# Will this work in an African Cichlid Tank?



## Reis (Nov 15, 2011)

Hey guys just wondering, I recently acquired a "borneo sucker" or "Hillstream loach" as its called, and I wanted to know if anyone has had any experience or knowledge of how well it does in a African Cichlid tank. Due to the PH being higher and the water temperature higher. I'm just not sure if it will survive. Please help. Thanks


----------



## adrenaline (Jan 17, 2011)

you might want to tell people your water parameters.

I've had lots of different plecos and loaches with cichlids. and unlike when i first started off with them i'm no longer concerned with my ph being up high. My hardness is still up, dude to aragonite substrate, but my ph is usually around 7.3-7.4 I use regular tap water for them. I've had currently i have bristle nose pleacos, syno cats, and clown loaches mixed with them and have no issue. But my paramaters are different than yours i'm assuming.
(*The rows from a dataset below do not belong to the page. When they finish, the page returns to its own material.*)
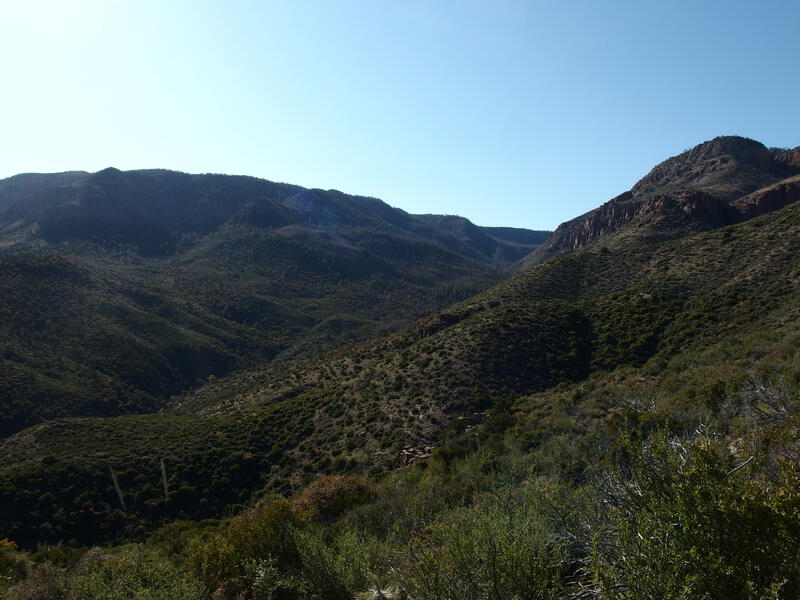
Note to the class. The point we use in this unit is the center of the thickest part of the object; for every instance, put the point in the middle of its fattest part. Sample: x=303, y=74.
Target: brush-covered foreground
x=670, y=505
x=677, y=318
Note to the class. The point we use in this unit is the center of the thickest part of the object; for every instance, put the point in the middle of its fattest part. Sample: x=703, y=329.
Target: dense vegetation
x=619, y=421
x=128, y=288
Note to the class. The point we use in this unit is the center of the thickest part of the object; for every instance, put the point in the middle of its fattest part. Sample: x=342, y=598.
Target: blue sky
x=507, y=112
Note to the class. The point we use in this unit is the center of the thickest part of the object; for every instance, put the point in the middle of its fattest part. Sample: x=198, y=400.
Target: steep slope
x=124, y=288
x=694, y=191
x=718, y=298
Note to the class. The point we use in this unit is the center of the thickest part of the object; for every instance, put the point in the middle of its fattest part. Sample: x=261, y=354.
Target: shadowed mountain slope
x=584, y=315
x=700, y=189
x=124, y=288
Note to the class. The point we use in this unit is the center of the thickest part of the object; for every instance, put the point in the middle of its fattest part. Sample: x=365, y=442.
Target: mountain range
x=124, y=288
x=273, y=296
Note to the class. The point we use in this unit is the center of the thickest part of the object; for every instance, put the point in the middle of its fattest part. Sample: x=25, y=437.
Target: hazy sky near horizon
x=507, y=112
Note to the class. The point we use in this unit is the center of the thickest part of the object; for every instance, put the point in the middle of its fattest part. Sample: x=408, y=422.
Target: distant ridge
x=701, y=188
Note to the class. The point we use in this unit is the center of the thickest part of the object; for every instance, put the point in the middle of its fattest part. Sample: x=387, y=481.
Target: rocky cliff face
x=790, y=158
x=717, y=183
x=771, y=198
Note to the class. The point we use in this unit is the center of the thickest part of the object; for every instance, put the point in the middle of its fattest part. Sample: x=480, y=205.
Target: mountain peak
x=726, y=167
My fish are happy and thriving, so they are doing alright  I stick to my theory of it it aint broke, don't fix it lol


----------



## Reis (Nov 15, 2011)

78-80 degrees F
7.7-7.9 PH 
Lots of Caves and places to hide
What else do you need to know. Sorry I'm new to this


----------



## BillD (Jun 5, 2006)

Typically, hillstream loaches come from cool mountain streams with fast water which means high oxygen levels in the water. They may survive in your tank but won't thrive. There should be some threads on here about a river tank that will give you an ideas of the proper environment for them. I doubt that pH would be an issue but the low current low oxygen might.


----------